Let us flash back for a moment. Just before these sordid events, he had drunk another cup with his best friends. He had explained to the puzzled disciples that the wine in this cup symbolized his blood which sealed the new covenant. He further reminded them to celebrate this feast in commemoration of him. Is there a connection between the two cups? It seems that there is: because he drank the cup of God’s wrath, I drink the cup of my hope. I have thought a lot today, this “good” Friday, about how unlike my brother Jesus I am. I have not been willing to say, “Not my will, but thine be done.” I have been stubborn and selfish, wanting my own needs to be provided for, wanting my life to go according to my plan. Right now, I feel hopeless about my circumstances and my sin.

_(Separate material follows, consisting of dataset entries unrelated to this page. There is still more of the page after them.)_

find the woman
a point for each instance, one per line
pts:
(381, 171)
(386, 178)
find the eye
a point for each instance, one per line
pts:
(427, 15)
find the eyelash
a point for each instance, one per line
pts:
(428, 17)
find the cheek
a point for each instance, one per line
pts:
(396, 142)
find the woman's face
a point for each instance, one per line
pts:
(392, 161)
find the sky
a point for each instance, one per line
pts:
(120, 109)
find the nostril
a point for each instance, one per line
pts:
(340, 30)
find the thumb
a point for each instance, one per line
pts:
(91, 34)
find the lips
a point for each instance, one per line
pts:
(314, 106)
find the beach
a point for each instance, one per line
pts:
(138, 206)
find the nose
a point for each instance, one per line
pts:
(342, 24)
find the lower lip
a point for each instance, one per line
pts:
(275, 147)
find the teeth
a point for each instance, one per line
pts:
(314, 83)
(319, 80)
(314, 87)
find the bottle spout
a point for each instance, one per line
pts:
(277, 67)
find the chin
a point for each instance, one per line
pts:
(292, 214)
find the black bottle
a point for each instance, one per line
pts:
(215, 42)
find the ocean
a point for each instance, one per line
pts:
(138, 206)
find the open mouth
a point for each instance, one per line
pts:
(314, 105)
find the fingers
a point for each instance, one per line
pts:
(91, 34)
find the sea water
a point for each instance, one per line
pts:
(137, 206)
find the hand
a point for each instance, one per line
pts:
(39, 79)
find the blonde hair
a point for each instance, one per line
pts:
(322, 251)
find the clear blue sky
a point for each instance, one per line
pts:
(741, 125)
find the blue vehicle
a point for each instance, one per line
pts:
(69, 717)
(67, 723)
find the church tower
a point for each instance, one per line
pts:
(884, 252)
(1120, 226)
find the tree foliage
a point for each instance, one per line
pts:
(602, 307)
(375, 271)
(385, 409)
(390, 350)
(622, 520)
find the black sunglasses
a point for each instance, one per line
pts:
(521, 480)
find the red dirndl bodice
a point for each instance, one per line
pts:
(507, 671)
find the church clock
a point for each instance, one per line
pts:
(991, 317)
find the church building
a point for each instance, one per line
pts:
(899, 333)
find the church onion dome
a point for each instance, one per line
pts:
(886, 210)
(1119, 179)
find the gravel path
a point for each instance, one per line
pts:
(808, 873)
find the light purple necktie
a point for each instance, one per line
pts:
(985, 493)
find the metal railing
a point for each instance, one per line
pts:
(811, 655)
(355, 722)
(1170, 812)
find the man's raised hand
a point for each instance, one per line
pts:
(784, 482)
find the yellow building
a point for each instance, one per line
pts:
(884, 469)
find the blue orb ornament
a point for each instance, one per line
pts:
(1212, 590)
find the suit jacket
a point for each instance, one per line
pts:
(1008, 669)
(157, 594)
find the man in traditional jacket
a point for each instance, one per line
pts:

And yet, as I remember the narrative of the events of that Good Friday almost 2000 years ago, I am reminded of my eternal hope. The eternal hope is not merely the hope that things will get better here on this earth; I need not rely on chirping with Annie, “The sun will come out tomorrow…clear away the cobwebs and the sorrow.” Perhaps it will. More likely, tomorrow will bring with it a new set of troubles. But because of what happened on the Cross and then two days later, I can live with eternal hope. This hope sees a “vision of redemption in the midst of decay.” It sees that we live in the frustration of a fallen world. Yet, it recalls the greatest love story ever told, of a Father filled with such a bizarre love for His people that He is willing to condemn an innocent son that the unrighteous might be made righteous. My hope rests not on my own ability to pull myself out of this domestic funk, nor my ability to redeem myself from my lustful demands. Instead, my hope relies on the belief that one day he will return and I will be like him (I John 3:2). The redemptive work has been accomplished; is being accomplished, and will be completed in the final chapter. And because I know the end of the story, I can look beyond the minor frustrations and the deeper sorrows of living in a fallen world to the final scene, the “one day” when I will sit down and share with my Lord a full cup of victory over sin and death in our Father’s kingdom. This is, indeed, the story of hope.